According to notes prepared by the departmental insider, services are sometimes “spread too thinly” to counteract the lack of funding to address the majority of cases.

“This means in some cases a service is provided but not to a sufficiently high standard,” the document states.

“Another consequence of this resource-constrained environment is that staff who only see the most extreme cases (the less than one in three that actually get investigated) become desensitised to the seriousness of less serious abuse and neglect.

“For these reasons the fury that has been directed at individual staff within Families SA is misplaced; the problems that face Families SA today are the terrible consequences of 20 years of less than optimal funding for child protection in SA.”
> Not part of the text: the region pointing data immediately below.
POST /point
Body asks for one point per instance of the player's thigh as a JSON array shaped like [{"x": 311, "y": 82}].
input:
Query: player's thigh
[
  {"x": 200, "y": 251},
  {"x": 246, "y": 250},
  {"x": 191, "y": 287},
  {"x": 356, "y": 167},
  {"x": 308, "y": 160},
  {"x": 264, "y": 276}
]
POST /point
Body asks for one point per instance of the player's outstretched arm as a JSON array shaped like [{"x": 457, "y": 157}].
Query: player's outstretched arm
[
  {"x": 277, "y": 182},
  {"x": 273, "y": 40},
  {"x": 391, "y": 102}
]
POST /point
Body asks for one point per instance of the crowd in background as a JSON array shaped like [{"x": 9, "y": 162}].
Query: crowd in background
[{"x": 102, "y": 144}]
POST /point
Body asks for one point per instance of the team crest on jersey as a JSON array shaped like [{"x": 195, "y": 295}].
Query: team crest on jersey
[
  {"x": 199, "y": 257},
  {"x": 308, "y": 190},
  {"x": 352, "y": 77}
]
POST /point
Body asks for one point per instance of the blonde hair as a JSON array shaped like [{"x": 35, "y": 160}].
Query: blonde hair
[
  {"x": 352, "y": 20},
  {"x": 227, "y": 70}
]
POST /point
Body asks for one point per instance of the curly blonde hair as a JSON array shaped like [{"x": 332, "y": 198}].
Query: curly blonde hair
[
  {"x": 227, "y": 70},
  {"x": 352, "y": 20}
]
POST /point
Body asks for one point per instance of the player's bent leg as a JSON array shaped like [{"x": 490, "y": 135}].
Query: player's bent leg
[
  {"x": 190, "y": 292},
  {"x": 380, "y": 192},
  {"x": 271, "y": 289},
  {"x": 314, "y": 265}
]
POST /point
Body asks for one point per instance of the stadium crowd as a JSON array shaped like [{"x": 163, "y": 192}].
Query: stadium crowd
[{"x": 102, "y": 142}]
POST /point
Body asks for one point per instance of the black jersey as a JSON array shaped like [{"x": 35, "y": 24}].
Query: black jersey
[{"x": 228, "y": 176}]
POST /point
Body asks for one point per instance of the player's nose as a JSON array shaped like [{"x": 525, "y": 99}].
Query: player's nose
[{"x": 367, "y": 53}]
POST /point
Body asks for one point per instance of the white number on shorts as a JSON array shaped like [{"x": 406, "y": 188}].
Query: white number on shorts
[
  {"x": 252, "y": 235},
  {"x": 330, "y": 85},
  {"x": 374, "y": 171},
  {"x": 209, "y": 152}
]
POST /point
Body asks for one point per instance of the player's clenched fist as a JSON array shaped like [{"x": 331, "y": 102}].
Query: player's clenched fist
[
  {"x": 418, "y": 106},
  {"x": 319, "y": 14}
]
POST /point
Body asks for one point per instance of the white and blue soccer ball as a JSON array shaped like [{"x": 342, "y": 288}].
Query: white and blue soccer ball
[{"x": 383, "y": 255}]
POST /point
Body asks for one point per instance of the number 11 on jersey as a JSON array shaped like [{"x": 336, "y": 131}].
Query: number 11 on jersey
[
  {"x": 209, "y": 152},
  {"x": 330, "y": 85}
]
The document argues that unless funding shortfalls are addressed “it is not realistic to expect even the most sensible and obvious recommendations for improvement to be properly implemented”.

“The Government will say Families SA had $90 million of funding a year and now it’s $340 million,” the document’s author told InDaily.

“But most of that has gone into the out-of-home-care system; very little has gone into frontline investigation and virtually none into intensive family support services … We’re the lowest spenders in that space.”

The source argues “community expectations about this stuff have changed” as “the world has moved to a really, really different place”.

“The Department should have been moving to a different place as well, but wasn’t funded to do it,” they said.

“The whole system has had the dial turned up on it for 20 years, so it’s been progressively deteriorating.”

However, throwing money blindly at the system would similarly fail to improve it, as “you could pump $100 million in and the Department wouldn’t be able to spend it”.

“It’s a seven to 10-year process to build it back up.”

InDaily asked Education and Child Development Minister Susan Close whether the Government considered Families SA adequately funded, and she replied with this statement: “We have established a Royal Commission into Families SA which will, among other things, consider this question.

“However, Families SA’s budget has grown dramatically over the time of this Government, increasing from just $90m to over $300m.”